The winner was Jorn Utzon with his
design of a complex with sail shaped
roofs. Building began immediately in March
of 1957 on Bennelong Point in
Sydney. Many cost overruns and delays and even the
elimination of the angels
from the roofs drove Jorn Utzon to resign. The final
cost of the opera house
was $107 million dollars. The opera house was completed
in mid 1973 and
officially opened on October 20, 1973. The opera house itself is
absolutely
marvelous. It has more than one thousand rooms, including five
main
auditoriums. The building also has features such as: five rehearsal
studios,
four restaurants, six theatre bars, extensive foyer, lounge areas,
sixty
dressing rooms and suites, library, artists lounge, administrative
offices, and
extensive plant and machinery areas. All these things cause more
than two
million people to attend more than three thousand events per year.
The opera
house is home to the Sydney Symphony Orchestra, the Australian
Ballet, and the
Australian Opera. The largest room in the opera house is
the Concert Hall. It
has two hundred and sixty-seven seats. The Concert Hall
is used for concerts,
chamber music, opera, choral concerts, pop, jazz
concerts, folk concerts,
variety shows, and conventions. It has excellent
acoustics with ceilings of
eighty-two feet in height. All the walls in this
room are made of woods such as
white birch plywood, hard brown wood, and
brush box.
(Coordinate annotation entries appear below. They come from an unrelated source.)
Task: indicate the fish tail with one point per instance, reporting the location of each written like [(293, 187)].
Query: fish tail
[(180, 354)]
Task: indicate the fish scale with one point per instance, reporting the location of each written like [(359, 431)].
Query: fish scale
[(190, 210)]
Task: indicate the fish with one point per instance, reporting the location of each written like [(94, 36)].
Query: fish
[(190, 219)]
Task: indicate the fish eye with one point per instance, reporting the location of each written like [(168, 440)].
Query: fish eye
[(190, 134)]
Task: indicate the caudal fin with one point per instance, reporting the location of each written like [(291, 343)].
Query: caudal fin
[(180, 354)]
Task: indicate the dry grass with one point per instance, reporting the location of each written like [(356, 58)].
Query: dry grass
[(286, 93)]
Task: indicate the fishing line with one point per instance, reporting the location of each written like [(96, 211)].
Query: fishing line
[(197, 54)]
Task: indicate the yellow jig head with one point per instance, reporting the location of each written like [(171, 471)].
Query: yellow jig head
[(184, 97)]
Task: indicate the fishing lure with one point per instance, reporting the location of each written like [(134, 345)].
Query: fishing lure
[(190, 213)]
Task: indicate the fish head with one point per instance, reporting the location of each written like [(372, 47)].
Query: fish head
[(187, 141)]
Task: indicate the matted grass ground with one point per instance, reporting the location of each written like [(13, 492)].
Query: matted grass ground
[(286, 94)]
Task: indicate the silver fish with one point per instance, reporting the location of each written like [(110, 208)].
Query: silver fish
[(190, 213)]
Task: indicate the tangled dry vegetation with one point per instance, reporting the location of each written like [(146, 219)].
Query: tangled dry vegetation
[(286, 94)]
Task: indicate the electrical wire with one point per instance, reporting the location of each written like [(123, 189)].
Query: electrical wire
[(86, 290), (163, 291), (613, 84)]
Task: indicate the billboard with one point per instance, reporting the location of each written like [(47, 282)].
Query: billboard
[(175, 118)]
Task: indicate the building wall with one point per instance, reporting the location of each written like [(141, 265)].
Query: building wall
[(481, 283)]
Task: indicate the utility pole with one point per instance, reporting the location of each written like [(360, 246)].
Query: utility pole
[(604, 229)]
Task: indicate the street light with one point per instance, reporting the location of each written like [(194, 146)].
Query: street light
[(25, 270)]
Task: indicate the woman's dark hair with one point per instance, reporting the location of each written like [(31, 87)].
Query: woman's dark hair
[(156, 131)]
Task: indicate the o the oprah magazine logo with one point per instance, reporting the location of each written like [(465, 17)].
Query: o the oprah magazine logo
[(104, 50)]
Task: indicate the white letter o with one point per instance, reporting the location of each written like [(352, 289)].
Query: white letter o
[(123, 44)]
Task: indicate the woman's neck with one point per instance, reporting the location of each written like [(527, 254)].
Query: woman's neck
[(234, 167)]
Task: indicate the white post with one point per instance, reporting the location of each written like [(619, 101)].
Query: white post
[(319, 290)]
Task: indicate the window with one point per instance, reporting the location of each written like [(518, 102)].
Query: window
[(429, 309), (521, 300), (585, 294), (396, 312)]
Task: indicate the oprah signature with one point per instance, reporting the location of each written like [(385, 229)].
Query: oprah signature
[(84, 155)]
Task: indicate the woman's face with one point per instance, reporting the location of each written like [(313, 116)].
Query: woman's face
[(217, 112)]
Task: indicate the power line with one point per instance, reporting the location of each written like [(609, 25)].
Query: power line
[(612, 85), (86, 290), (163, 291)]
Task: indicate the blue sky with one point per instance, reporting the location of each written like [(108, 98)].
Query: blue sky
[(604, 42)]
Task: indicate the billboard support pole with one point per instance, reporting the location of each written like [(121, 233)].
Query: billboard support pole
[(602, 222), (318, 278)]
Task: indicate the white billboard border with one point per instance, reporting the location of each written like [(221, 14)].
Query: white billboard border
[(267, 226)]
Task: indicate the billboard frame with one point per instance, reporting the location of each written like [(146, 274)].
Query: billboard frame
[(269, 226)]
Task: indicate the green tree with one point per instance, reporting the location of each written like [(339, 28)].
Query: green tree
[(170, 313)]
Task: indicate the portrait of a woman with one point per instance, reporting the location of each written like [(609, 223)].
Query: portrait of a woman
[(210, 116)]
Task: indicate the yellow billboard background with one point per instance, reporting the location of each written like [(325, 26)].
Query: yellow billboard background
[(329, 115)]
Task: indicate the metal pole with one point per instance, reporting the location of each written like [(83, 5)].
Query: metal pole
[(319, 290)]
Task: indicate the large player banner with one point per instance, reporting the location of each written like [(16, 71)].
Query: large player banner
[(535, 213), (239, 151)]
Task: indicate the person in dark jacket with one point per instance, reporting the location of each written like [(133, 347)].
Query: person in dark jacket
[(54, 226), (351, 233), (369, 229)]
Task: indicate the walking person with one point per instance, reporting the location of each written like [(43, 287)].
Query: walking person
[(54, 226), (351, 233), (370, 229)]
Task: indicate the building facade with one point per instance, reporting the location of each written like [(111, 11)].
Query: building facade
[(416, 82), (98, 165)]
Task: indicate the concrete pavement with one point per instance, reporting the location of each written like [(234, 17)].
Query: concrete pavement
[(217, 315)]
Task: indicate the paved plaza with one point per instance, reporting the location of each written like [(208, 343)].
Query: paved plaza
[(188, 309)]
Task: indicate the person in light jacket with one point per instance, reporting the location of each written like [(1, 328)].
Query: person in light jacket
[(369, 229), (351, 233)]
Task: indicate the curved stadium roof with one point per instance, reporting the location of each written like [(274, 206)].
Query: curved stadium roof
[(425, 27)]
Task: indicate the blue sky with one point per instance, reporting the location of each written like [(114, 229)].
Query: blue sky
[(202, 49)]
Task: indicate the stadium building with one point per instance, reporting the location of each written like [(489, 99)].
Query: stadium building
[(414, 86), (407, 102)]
The volume of this room is
tremendous at eight hundred and eighty
thousand cubic feet. The Concert Hall is
also home to the world’s largest
organ. It was built by Ronald Sharp between
1969 and 1979 and has over
ten thousand and five hundred pipes. The organ also
has five manual
keyboards, one pedal keyboard, eighteen adjustable, acrylic
acoustic rings,
and one hundred twenty-seven stops. With all of this, it takes
about two
seconds for sound to travel fully everywhere in the room. The next
room is
the Opera Theatre with one thousand five hundred and forty-seven
seats.
This theatre is used for opera, ballet, and dance. The acoustics
of this theatre
are also great with a black ceiling so that audiences will
focus more on the
stage and an orchestra pit that holds seventy-five
musicians. The Drama Theatre
has over five hundred and forty-four seats. It
is used mostly for plays and
lectures. The ceiling in the Drama Theatre is
black to keep attention to the
stage, is low in height, and made of
refrigerated aluminum panels. The Playhouse
room in the opera house has three
hundred and ninety-nine seats. It is mainly
used for small cast plays,
lectures, seminars, cinema, and chamber music. The
walls in the Playhouse are
paneled with birch plywood. The newest addition to
the opera house is the
Studio. It has three hundred and sixty-four seats. This
new addition is used
mostly for modern performing arts and "Contemporary"
performing arts. All of
these things make the Sydney Opera House world famous
for its music, drama,
events, and of course its world renowned design.